Ein wichtiger Faktor dafür ist, dass teils auch die Flüchtlinge verstärkt gegen Repressionen und Schikanen rebellieren. Die meisten der Flüchtlinge, die am Wochenende in Deutschland ankamen, hatten sich die Weiterreise nach Deutschland selbst erkämpft - zuletzt, indem sie sich einfach zu Fuß auf den Weg zur Grenze aufmachten (mehr dazu). Auf der griechischen Insel Lesbos protestierten Flüchtlinge gegen die Hinhaltetaktik der Behörden und die viel zu geringen Schiffskapazitäten für den Transport zum Festland (mehr dazu).

Mit einer spektakulären Antwort auf diese Entwicklung hat Bundeskanzlerin Merkel dafür gesorgt, dass sie nun länderübergreifend in den bürgerlichen Medien als "Flüchtlingskanzlerin" gefeiert wird. Kurzerhand hat die Bundesregierung am Wochenende das Dublin-Abkommen außer Kraft gesetzt, das verpflichtend festlegt, dass Flüchtlinge in den Ankunftsländern registriert werden müssen, um sie jederzeit dorthin wieder abschieben zu können. Allerdings stellte Außenminister Frank-Walter Steinmeier klar, dass dies eine Ausnahme bleiben müsse.

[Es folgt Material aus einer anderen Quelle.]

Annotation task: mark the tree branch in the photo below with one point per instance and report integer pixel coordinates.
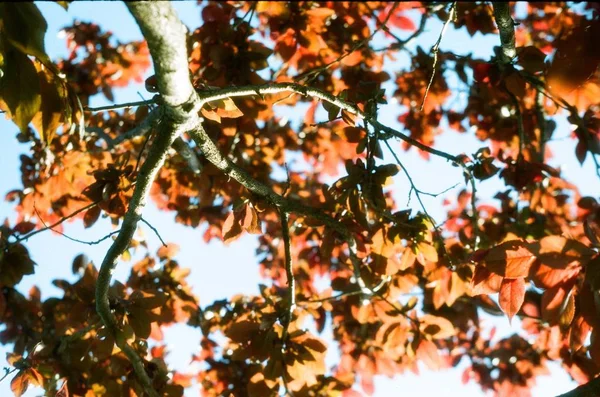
(121, 105)
(166, 37)
(52, 226)
(506, 26)
(275, 88)
(291, 304)
(435, 49)
(213, 154)
(590, 389)
(167, 40)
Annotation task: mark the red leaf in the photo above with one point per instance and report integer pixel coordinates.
(19, 383)
(428, 353)
(512, 295)
(485, 282)
(231, 228)
(402, 22)
(511, 259)
(555, 301)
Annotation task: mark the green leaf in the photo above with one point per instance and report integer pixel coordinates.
(20, 89)
(25, 28)
(53, 104)
(64, 4)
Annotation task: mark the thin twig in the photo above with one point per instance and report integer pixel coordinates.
(289, 271)
(401, 44)
(520, 127)
(332, 298)
(7, 371)
(274, 88)
(313, 74)
(435, 51)
(109, 235)
(541, 123)
(121, 105)
(51, 227)
(506, 27)
(154, 230)
(436, 227)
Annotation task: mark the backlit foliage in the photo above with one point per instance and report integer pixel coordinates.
(530, 252)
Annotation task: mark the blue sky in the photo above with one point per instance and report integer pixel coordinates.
(214, 264)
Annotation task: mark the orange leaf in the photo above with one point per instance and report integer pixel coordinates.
(555, 302)
(511, 259)
(512, 295)
(428, 353)
(19, 383)
(231, 228)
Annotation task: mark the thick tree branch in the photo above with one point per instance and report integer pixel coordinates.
(212, 154)
(146, 175)
(506, 26)
(275, 88)
(166, 38)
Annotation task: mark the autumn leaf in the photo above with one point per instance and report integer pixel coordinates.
(25, 28)
(511, 259)
(512, 296)
(20, 88)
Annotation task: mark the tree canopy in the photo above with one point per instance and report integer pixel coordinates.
(211, 147)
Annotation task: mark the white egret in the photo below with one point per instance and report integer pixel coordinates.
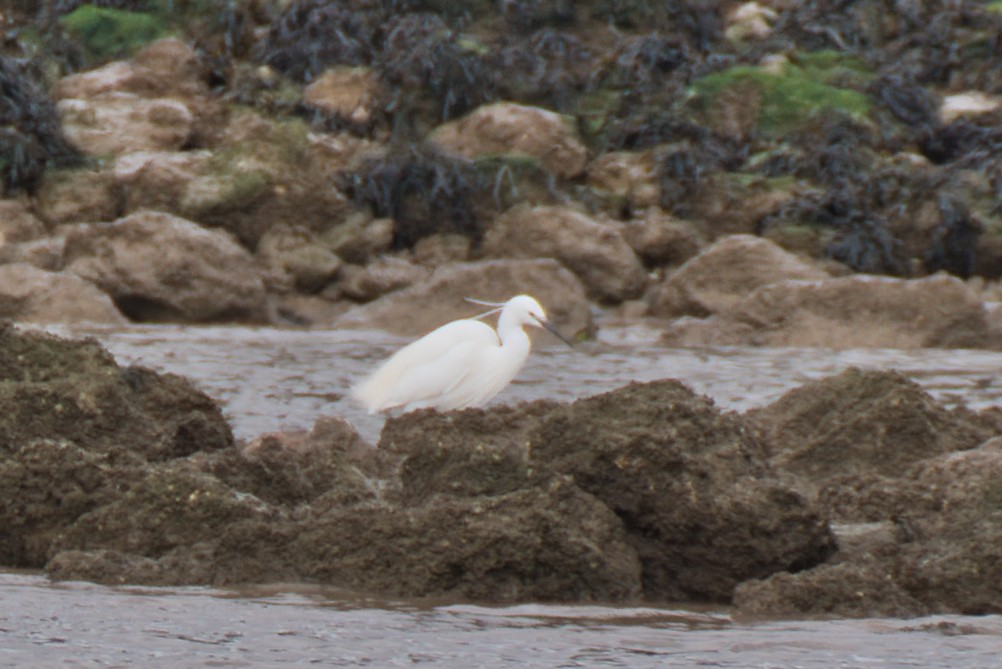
(462, 364)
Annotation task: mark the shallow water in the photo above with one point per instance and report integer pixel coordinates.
(273, 380)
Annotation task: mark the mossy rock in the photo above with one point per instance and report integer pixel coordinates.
(106, 33)
(782, 100)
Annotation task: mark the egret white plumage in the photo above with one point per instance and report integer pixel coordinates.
(460, 365)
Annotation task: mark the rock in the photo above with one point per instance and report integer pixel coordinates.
(354, 93)
(440, 298)
(877, 422)
(173, 506)
(627, 174)
(358, 238)
(702, 508)
(551, 543)
(42, 253)
(18, 223)
(660, 239)
(160, 180)
(299, 258)
(689, 332)
(294, 469)
(861, 310)
(160, 90)
(160, 267)
(941, 559)
(595, 251)
(78, 196)
(31, 294)
(380, 277)
(442, 248)
(968, 104)
(506, 127)
(464, 454)
(63, 390)
(749, 21)
(117, 123)
(47, 484)
(716, 279)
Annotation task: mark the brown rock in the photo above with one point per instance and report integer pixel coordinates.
(595, 251)
(43, 253)
(879, 422)
(506, 127)
(703, 509)
(160, 267)
(660, 239)
(122, 122)
(627, 174)
(78, 196)
(355, 93)
(861, 310)
(716, 279)
(440, 298)
(299, 257)
(28, 293)
(18, 223)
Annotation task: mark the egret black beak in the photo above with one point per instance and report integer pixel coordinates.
(553, 330)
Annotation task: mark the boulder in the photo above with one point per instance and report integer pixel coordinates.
(31, 294)
(702, 507)
(78, 196)
(660, 239)
(157, 266)
(18, 223)
(117, 123)
(359, 238)
(629, 175)
(156, 100)
(43, 253)
(716, 279)
(353, 93)
(379, 277)
(940, 558)
(546, 543)
(862, 310)
(595, 251)
(877, 422)
(506, 127)
(440, 298)
(298, 258)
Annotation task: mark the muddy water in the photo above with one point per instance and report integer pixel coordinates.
(275, 380)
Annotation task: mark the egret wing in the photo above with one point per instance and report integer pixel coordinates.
(399, 381)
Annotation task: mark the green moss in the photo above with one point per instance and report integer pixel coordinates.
(788, 98)
(110, 33)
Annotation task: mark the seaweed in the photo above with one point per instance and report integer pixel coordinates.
(31, 138)
(422, 56)
(954, 240)
(313, 34)
(549, 68)
(423, 190)
(530, 15)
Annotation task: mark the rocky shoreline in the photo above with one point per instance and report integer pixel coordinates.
(734, 172)
(856, 495)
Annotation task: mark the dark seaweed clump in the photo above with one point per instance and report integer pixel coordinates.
(31, 138)
(424, 191)
(425, 60)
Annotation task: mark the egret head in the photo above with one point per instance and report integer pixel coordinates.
(528, 311)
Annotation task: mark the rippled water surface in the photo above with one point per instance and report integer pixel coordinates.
(271, 380)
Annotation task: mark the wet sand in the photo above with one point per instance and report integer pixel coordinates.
(272, 380)
(83, 625)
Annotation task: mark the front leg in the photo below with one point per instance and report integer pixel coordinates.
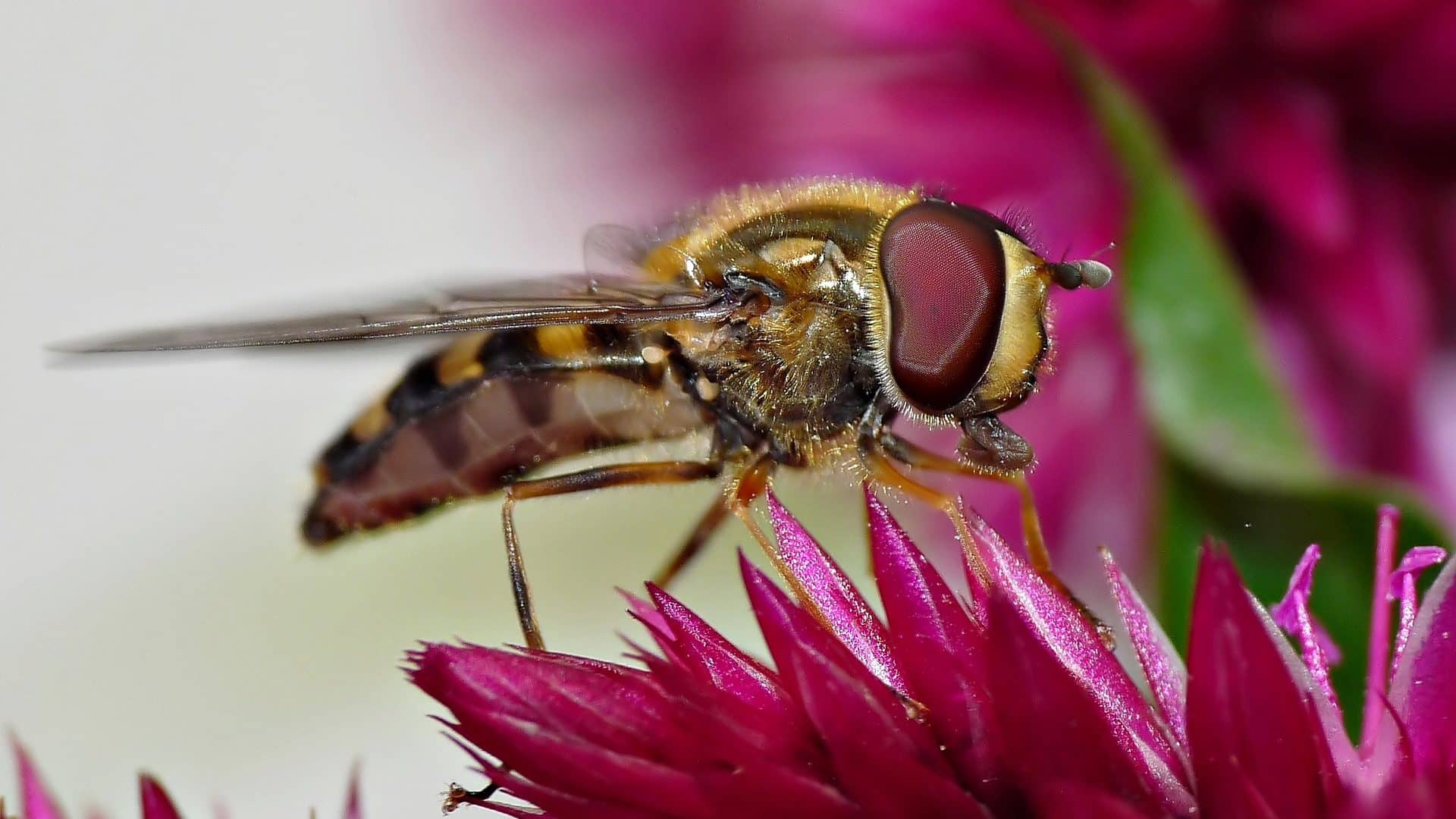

Auch ist das nur eine Seite der Medaille. In einem "Beschleunigungsgesetz" beschloss die Regierung neben der Aufstockung der Geldmittel und der Erstaufnahmeplätze für Flüchtlinge in erster Linie Verschärfungen der Asyl- und Flüchtlingspolitik. So sollen die bisherigen Geldleistungen für Flüchtlinge weitgehend durch Sachleistungen ersetzt werden. Vorgesehen sind 3.000 Neueinstellungen bei der Bundespolizei und die Deklarierung des Kosovo, von Montenegro und Albanien als "sichere Herkunftsländer". Darüberhinaus eine Erleichterung von Abschiebungen und die erneute Verlängerung der sogenannten "Residenzpflicht", die Flüchtlingen den Wechsel des Aufenthaltsorts untersagt.

Sie rechtfertigt das weiterhin mit der Propaganda von den "echten" Flüchtlingen aus Kriegsgebieten wie Syrien und den betrügerischen "Wirtschaftsflüchtlingen", die es umgehend zurückzuschicken gelte. Die meisten dieser Flüchtlinge sind aber Werktätige, die ihr Leben nur fristen können, wenn sie ihre Arbeitskraft verkaufen. Es ist nichts Neues in der Menschheitsgeschichte, dass massenhaft arbeitslose Menschen gezwungen sind, dorthin zu ziehen, wo es Arbeitsplätze gibt.

Das zeigt, wie geheuchelt Merkels angebliche "Willkommenskultur" ist. Die MLPD fordert dagegen Asylrecht für alle Unterdrückten und den Schutz der Flüchtlinge sowie die freie Wahl des Aufnahmelandes. Sie wendet sich entschieden gegen die bürgerliche Migrantenpolitik, nach der nur der willkommen ist, der politisch angepasst und bestausbeutbar für die Monopole ist. Gleichzeitig sagt die MLPD, dass Flucht nicht die allgemeine Lösung sein kann. Es ist vor allem notwendig, im eigenen Land den Kampf aufzunehmen – als Bestandteil eines international koordinierten revolutionären Kampfs zur Überwindung des imperialistischen Weltsystems (mehr dazu).